Speaking before an audience of coastal state deputy governors, maritime experts, security chiefs, lawmakers, and traditional rulers, Odey condemned the neglect suffered by the community.

“We talk about international cooperation, yet the people of Bakassi have been left behind, forgotten by both the international community and the Nigerian state. Since the unjust and unholy ceding of the Bakassi Peninsula in 2012, our people have been living as strangers in their own country. It is an affront to justice and humanity.

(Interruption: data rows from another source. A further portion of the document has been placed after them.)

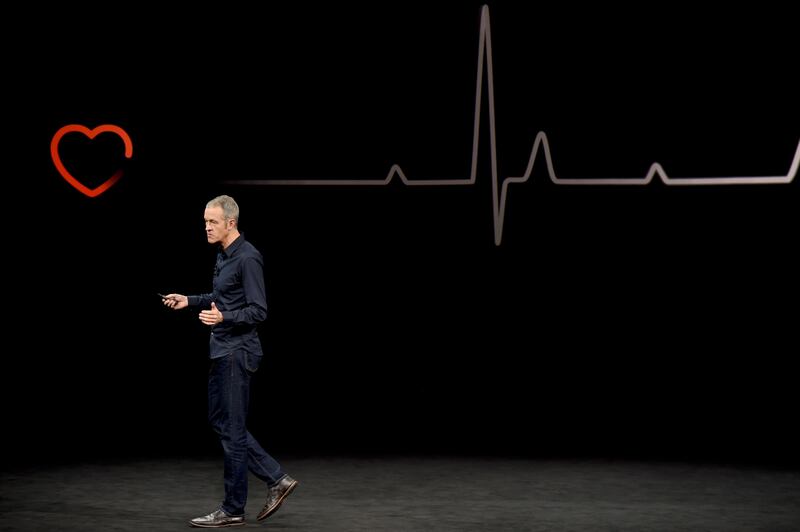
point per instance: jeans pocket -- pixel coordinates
(252, 362)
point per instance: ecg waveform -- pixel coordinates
(540, 145)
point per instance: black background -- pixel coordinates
(643, 321)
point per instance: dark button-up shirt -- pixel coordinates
(240, 295)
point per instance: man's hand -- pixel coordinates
(175, 301)
(211, 317)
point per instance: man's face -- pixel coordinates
(217, 227)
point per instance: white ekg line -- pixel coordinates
(499, 200)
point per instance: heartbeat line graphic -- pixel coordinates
(540, 144)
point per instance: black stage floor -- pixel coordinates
(411, 493)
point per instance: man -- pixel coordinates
(233, 310)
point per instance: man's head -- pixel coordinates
(222, 220)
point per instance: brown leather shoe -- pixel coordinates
(275, 496)
(217, 519)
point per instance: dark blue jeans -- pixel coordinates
(228, 398)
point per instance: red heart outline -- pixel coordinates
(91, 133)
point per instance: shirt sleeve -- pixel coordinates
(254, 310)
(200, 300)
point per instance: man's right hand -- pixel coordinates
(175, 301)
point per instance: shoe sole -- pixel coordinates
(195, 525)
(280, 501)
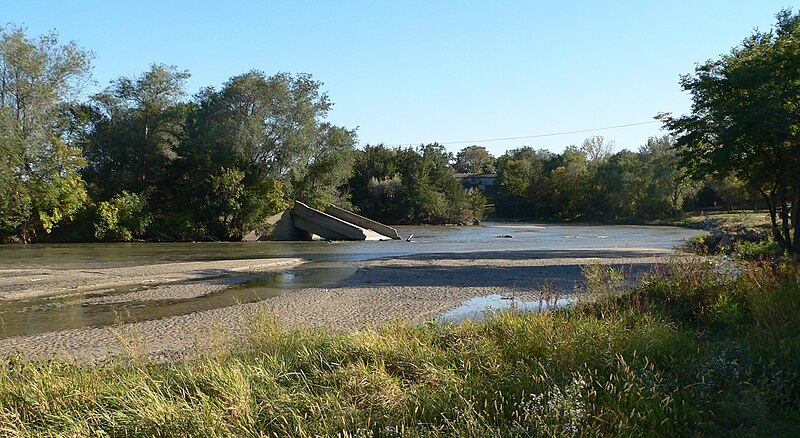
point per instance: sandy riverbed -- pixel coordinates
(412, 289)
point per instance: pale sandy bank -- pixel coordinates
(412, 289)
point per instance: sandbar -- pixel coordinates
(409, 289)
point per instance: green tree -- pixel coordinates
(137, 126)
(319, 182)
(39, 180)
(474, 159)
(412, 186)
(745, 120)
(255, 144)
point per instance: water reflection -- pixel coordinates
(330, 263)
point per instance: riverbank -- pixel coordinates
(688, 353)
(411, 289)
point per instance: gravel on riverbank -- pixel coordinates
(410, 289)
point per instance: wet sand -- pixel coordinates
(410, 289)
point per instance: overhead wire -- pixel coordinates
(552, 134)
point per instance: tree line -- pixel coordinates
(141, 159)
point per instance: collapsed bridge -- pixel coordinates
(302, 222)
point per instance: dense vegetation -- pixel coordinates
(699, 350)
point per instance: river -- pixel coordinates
(328, 263)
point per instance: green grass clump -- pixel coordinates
(685, 352)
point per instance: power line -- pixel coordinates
(552, 134)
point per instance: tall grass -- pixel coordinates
(685, 352)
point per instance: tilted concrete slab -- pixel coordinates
(362, 222)
(329, 227)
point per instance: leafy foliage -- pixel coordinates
(744, 121)
(39, 180)
(412, 186)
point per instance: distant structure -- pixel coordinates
(302, 222)
(484, 182)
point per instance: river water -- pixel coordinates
(329, 262)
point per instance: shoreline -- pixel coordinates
(410, 289)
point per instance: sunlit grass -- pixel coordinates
(684, 352)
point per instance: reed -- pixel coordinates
(686, 351)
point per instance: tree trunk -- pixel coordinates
(794, 251)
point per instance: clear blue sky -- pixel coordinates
(411, 72)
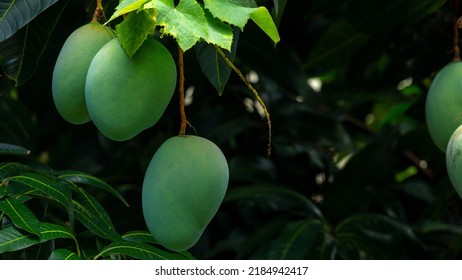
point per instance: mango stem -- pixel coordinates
(184, 120)
(254, 92)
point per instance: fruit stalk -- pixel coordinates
(98, 10)
(184, 120)
(457, 26)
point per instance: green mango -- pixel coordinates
(454, 160)
(70, 72)
(443, 107)
(183, 187)
(128, 95)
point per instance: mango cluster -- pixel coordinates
(95, 80)
(443, 109)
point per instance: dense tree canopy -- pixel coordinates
(353, 172)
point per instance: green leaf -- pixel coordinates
(139, 236)
(139, 251)
(11, 239)
(10, 169)
(377, 227)
(237, 13)
(16, 14)
(134, 30)
(93, 216)
(77, 177)
(54, 188)
(127, 6)
(11, 149)
(212, 64)
(20, 215)
(296, 240)
(20, 53)
(63, 254)
(337, 45)
(189, 24)
(49, 231)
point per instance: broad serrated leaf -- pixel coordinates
(63, 254)
(139, 251)
(21, 216)
(12, 239)
(14, 14)
(11, 149)
(212, 64)
(237, 13)
(139, 236)
(188, 24)
(127, 6)
(53, 188)
(77, 177)
(21, 53)
(134, 30)
(93, 216)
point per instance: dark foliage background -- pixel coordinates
(353, 173)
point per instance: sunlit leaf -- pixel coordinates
(12, 239)
(21, 216)
(188, 23)
(48, 231)
(63, 254)
(77, 177)
(134, 30)
(93, 216)
(235, 13)
(127, 6)
(139, 236)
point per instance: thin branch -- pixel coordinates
(254, 92)
(184, 120)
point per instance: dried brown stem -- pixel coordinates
(254, 92)
(184, 120)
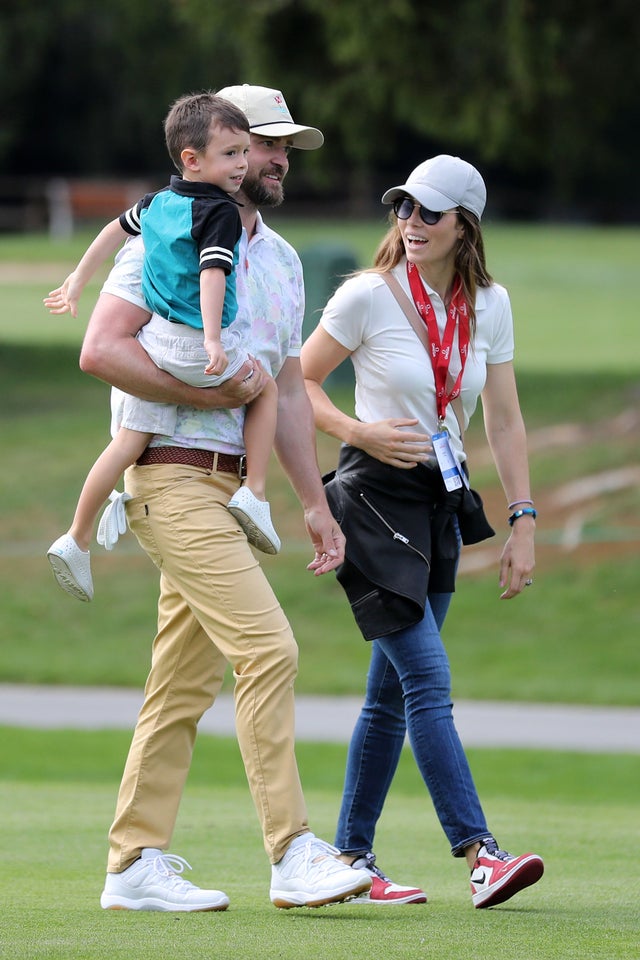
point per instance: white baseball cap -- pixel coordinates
(441, 183)
(267, 113)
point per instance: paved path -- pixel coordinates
(480, 723)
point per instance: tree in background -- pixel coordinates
(541, 93)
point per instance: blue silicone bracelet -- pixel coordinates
(525, 512)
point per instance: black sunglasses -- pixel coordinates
(403, 208)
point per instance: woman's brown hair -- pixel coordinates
(470, 263)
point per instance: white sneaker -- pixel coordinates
(254, 516)
(383, 889)
(72, 567)
(153, 883)
(309, 875)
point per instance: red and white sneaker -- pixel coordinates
(383, 890)
(497, 876)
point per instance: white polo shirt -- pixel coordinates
(394, 376)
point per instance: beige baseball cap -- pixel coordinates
(267, 113)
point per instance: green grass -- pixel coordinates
(547, 645)
(572, 288)
(578, 811)
(571, 639)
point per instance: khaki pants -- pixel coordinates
(215, 606)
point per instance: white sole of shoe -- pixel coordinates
(111, 902)
(285, 900)
(255, 536)
(395, 902)
(527, 873)
(66, 579)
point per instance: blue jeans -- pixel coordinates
(409, 690)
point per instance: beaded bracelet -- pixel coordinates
(516, 502)
(525, 512)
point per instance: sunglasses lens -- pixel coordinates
(430, 216)
(403, 208)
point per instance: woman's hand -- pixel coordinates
(518, 559)
(391, 442)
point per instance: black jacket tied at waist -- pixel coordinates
(402, 537)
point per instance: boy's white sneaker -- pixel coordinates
(310, 875)
(71, 567)
(254, 516)
(154, 883)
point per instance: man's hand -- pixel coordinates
(327, 539)
(232, 393)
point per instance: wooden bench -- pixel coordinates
(73, 201)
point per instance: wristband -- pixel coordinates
(518, 502)
(524, 512)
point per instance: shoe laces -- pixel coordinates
(317, 854)
(368, 862)
(492, 850)
(170, 866)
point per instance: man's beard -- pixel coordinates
(260, 195)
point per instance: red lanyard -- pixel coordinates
(441, 349)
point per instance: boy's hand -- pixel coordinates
(65, 298)
(218, 361)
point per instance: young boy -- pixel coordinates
(191, 231)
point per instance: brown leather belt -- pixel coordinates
(207, 459)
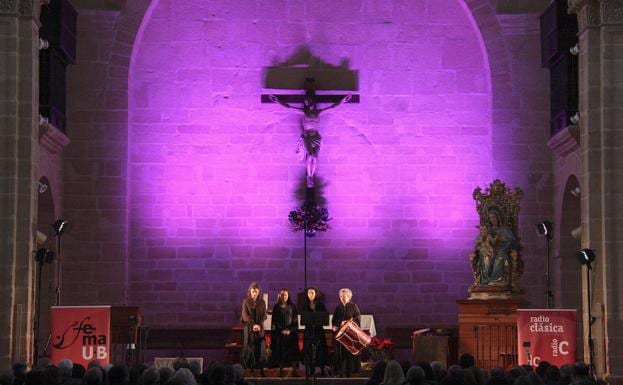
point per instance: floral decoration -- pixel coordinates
(310, 218)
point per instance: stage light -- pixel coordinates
(577, 233)
(575, 192)
(544, 229)
(61, 226)
(43, 255)
(586, 257)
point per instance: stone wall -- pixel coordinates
(452, 97)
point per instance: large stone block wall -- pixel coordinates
(452, 97)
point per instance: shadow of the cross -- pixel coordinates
(291, 73)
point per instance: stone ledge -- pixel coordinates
(51, 138)
(565, 141)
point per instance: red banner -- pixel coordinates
(80, 333)
(546, 335)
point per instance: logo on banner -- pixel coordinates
(546, 335)
(93, 346)
(81, 334)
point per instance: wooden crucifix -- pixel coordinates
(309, 143)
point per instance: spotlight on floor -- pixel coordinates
(43, 255)
(586, 257)
(544, 229)
(575, 192)
(61, 226)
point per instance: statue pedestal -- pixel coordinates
(488, 331)
(490, 292)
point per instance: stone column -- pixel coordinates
(19, 112)
(601, 153)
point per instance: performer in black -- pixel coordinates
(314, 338)
(284, 332)
(345, 362)
(253, 316)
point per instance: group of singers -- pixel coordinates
(284, 332)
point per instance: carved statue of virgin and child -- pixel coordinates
(495, 260)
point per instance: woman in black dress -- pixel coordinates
(284, 332)
(345, 362)
(253, 316)
(314, 342)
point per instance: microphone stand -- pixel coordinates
(37, 325)
(548, 293)
(591, 346)
(58, 270)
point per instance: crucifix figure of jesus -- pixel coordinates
(310, 140)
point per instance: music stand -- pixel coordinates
(313, 320)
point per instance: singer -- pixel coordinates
(253, 316)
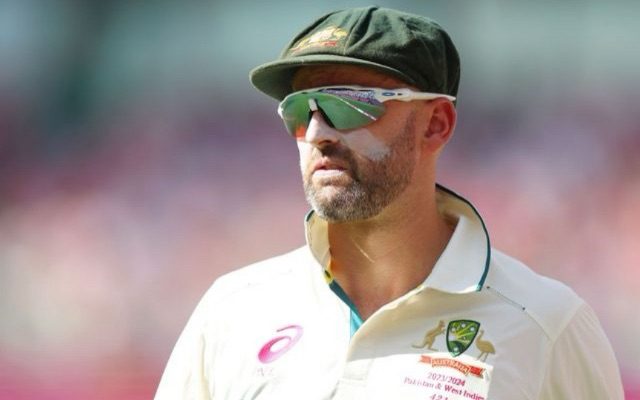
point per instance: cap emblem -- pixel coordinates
(328, 37)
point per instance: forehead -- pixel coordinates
(328, 75)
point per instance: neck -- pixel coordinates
(380, 259)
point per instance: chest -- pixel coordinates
(444, 349)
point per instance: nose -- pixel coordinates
(319, 133)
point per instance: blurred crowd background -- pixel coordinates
(137, 164)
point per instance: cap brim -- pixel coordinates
(274, 78)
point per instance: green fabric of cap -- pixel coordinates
(410, 47)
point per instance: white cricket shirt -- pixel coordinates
(482, 326)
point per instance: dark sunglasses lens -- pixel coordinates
(341, 112)
(295, 114)
(345, 113)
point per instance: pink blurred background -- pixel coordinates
(137, 165)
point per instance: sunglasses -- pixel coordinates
(343, 107)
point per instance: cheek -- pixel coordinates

“That area has been abandoned without a single form of sustained support, no international assistance, no African solidarity, no tangible action from our own national government. We cannot, in good conscience, continue to hold conferences and issue communiqués while a whole community languishes in despair,” he said.

Odey urged the newly inaugurated platform to go beyond rhetoric and make the Bakassi question a central focus of its agenda.

“I hope and I pray that part of our deliberations here will look into the plight of the impoverished and forgotten people of the Bakassi Peninsula. May these deliberations inspire innovative solutions, foster unity, and pave the way for lasting partnerships that protect our oceans, respect our borders, and restore dignity to the displaced,” he said.

The summit, declared open by Akwa Ibom State Governor, Pastor Umo Eno, brought together the Director-General of the National Boundary Commission, Adamu Adaji; a representative of the Chief of Naval Staff, Vice Admiral E. I. Ogalla; lawmakers from coastal states; top government functionaries; and community leaders. The event featured a paper presentations by maritime and border governance experts.

At the close of proceedings, the Chairman of the Platform and Deputy Governor of Bayelsa State, Senator Lawrence Ewhrudjakpo, presented a 10-point communiqué, co-signed by deputy governors of Akwa Ibom, Bayelsa, Cross River, Delta, Lagos, Ogun, and Ondo States. The resolutions included harmonizing maritime laws, strengthening community-based intelligence networks, integrating climate resilience into border policy, and dedicating part of maritime tax and oil revenue to coastal security.

While the summit’s resolutions spanned a broad spectrum of maritime governance priorities, Odey said: “We can protect our waters and secure our borders but if we fail to protect the humanity of those who call these borders home, we will have failed in the very mission that brought us here.”